Hatırlayalım, medyamız ne TEKEL eylemlerinde ne de Toplu Sözleşmeye karşı yapılan gösterileri gerçekçi bir şekilde ele almadı, alamadı. Özellikle NTV'de gördüğüm bir haberin yanlılığı bu süreci doğru okumamıza yardımcı olabilir. Memur Sendikalarının kıdem tazminatı hakkında tepkilerine başvurulan haberde Memur-Sen ve Kamu-Sen'den görüş alan kanal Türkiye'de yasaklara rağmen ilk memur sendikasını kuran KESK'e yer vermemişti. Yani aslında memur sendikalarının temelini atan ve bu sendikal varlığın oluşmasının temel nedeni KESK'in mücadelesi ve söylemi hiçe sayıldı. Bugün ise herhalde zorunluluktan 1 Mayıs'ta alanlara dolan kalabalıkları görüntülemek zorunda kaldılar. 


Canım artık "demokrat" hükümetimiz buna da kızmaz herhalde. İşte başka bir 1 Mayıs daha geçti. Bu noktada şuna bakmak gerekir. Acaba gerçekten sadece 1 Mayıs günlerinde mi emeği ve emekçiyi hatırlıyoruz? Yılın geri kalanında gerçekten de 1 Mayıs'a kadar boş ver mi diyoruz her şeye? Kendim için bu eleştiriyi kabullenmem ama böyle yaşayan solculara rastlamadım değil.
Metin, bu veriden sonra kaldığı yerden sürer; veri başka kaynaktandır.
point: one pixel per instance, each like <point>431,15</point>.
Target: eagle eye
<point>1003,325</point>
Gerçi bu nasıl bir solculuktur orası da tartışmalı. Umarım AKP'nin son politikaları, işçinin emekçinin kazanılmış haklarına göz dikmiş bu faşizan hükümete karşı sadece 1 Mayıs'ta değil yılın diğer günleri de omuz omuza mücadele ederiz. 


Ama bu ülkede solun en büyük sorunu, çoğu kişinin solculuğu "aydınlık" kisvesi kazanmak adına kullanması. Bu markacı anlayış yüzünden ne solculuk bir yere gidiyor ne de sola karşı ön yargılarında kırılmasının önündeki en büyük engellerden biri.